Появившийся доктор выглядел озабоченным, но принял господина сыскного агента с прежней любезностью. Он запалил новый фимиам из смолы драконова дерева, от которого Илью Алексеевича слегка замутило.
— Вы слыхали о смерти штабс-капитана Троилина? — спросил сыщик, когда был завершен обмен первыми любезностями.
— Троилина? Нет, что-то не припомню.
— Это адъютант генерала Кострова.
— Да что вы? — удивился доктор. — Я не знал его фамилии. Что с ним произошло?
— Убили.
— Какой ужас!
— И сбросили в Мойку. Рассчитывали, что тело не всплывет, но веревка развязалась, камень выскользнул и…

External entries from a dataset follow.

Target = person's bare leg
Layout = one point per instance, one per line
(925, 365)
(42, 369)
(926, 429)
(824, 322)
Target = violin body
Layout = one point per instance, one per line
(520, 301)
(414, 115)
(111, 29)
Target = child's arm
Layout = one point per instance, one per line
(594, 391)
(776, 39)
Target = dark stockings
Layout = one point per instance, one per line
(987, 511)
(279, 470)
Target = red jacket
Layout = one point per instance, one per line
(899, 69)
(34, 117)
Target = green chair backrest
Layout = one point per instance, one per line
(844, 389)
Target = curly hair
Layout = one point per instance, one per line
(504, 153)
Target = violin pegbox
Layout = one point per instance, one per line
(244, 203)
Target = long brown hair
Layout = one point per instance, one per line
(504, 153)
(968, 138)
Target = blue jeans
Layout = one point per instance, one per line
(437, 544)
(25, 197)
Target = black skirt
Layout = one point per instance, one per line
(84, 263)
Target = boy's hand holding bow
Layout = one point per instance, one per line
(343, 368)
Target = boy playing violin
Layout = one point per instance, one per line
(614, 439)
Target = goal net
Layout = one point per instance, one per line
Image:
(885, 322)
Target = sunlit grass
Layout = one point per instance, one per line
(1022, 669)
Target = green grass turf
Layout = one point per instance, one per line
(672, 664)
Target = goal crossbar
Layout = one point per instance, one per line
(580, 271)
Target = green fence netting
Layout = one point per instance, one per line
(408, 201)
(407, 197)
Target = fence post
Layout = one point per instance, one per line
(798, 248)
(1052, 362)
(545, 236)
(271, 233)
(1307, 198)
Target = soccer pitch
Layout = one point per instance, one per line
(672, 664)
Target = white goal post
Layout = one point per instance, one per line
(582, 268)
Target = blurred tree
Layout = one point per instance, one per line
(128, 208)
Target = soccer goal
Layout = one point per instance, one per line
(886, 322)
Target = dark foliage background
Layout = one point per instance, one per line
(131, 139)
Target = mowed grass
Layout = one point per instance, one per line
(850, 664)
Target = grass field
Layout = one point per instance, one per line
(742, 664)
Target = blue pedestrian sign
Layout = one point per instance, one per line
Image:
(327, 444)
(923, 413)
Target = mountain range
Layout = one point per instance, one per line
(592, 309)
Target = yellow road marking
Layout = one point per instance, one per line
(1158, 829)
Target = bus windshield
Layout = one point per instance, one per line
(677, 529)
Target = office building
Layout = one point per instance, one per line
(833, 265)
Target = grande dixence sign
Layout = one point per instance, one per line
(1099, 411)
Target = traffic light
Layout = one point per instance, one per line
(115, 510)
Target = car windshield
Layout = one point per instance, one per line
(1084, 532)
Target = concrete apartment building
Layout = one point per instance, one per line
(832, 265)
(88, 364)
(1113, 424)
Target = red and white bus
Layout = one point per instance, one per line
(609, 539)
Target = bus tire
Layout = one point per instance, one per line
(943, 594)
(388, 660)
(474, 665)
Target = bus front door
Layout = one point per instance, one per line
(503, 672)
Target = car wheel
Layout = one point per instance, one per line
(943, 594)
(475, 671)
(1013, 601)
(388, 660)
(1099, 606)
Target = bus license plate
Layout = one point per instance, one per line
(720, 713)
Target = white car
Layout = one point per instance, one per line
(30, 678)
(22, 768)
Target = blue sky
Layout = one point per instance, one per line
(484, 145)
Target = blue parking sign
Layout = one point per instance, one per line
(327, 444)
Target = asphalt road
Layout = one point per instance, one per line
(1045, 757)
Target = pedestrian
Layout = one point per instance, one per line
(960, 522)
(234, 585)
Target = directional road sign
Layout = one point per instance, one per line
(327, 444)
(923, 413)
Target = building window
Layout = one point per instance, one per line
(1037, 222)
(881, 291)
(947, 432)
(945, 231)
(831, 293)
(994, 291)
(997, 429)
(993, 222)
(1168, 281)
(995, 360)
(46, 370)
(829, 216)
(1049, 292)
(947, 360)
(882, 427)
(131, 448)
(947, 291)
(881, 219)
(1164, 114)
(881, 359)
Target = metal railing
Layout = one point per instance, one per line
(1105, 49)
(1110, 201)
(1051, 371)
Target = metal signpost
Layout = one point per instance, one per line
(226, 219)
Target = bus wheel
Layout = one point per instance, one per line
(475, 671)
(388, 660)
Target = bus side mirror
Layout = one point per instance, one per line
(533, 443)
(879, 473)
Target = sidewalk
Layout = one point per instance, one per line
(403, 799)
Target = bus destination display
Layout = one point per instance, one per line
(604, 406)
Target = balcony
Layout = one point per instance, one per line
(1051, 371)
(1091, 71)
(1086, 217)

Бессонов принялся перекладывать бумаги на столе. Ардов какое-то время наблюдал за этими хаотичными действиями. Во рту поплыла слюна — миндаль и чернослив.
— Андрей Феоктистович, третьего дня он был у вас.
— У меня?.. — доктор изобразил работу мысли. — Ах да, припоминаю. Он принес пакет от генерала.
— Что было в пакете?
Бессонов наконец совладал с собой. Он взглянул на сыскного агента уверенным, чуть снисходительным взглядом, на губах заиграла легкая улыбка.
— Я не могу вам этого сказать, мой друг. Бумаги были секретные, из военного ведомства.
— Как долго он у вас оставался? — невозмутимо продолжил Ардов.
— Да сразу и ушел, — беззаботно пожал плечами доктор.
Он извлек из стола коробок спичек и принялся зажигать свечи в бронзовом канделябре с ножкой в виде индийского божества с четырьмя руками. За окном окончательно стемнело, и в кабинете действительно стоял полумрак.
— Это Дханвантари, — указал Бессонов на фигурку. — Древнеиндийский бог медицины. По крайней мере, так он представлен в пуранах. В одной руке он держит раковину, в другой чакру, в третьей — Священное Писание, а в четвертой — эликсир бессмертия.
— В тот вечер штабс-капитан остался у вас на сеанс, — сделал очередной ход Илья Алексеевич. — Вы солгали?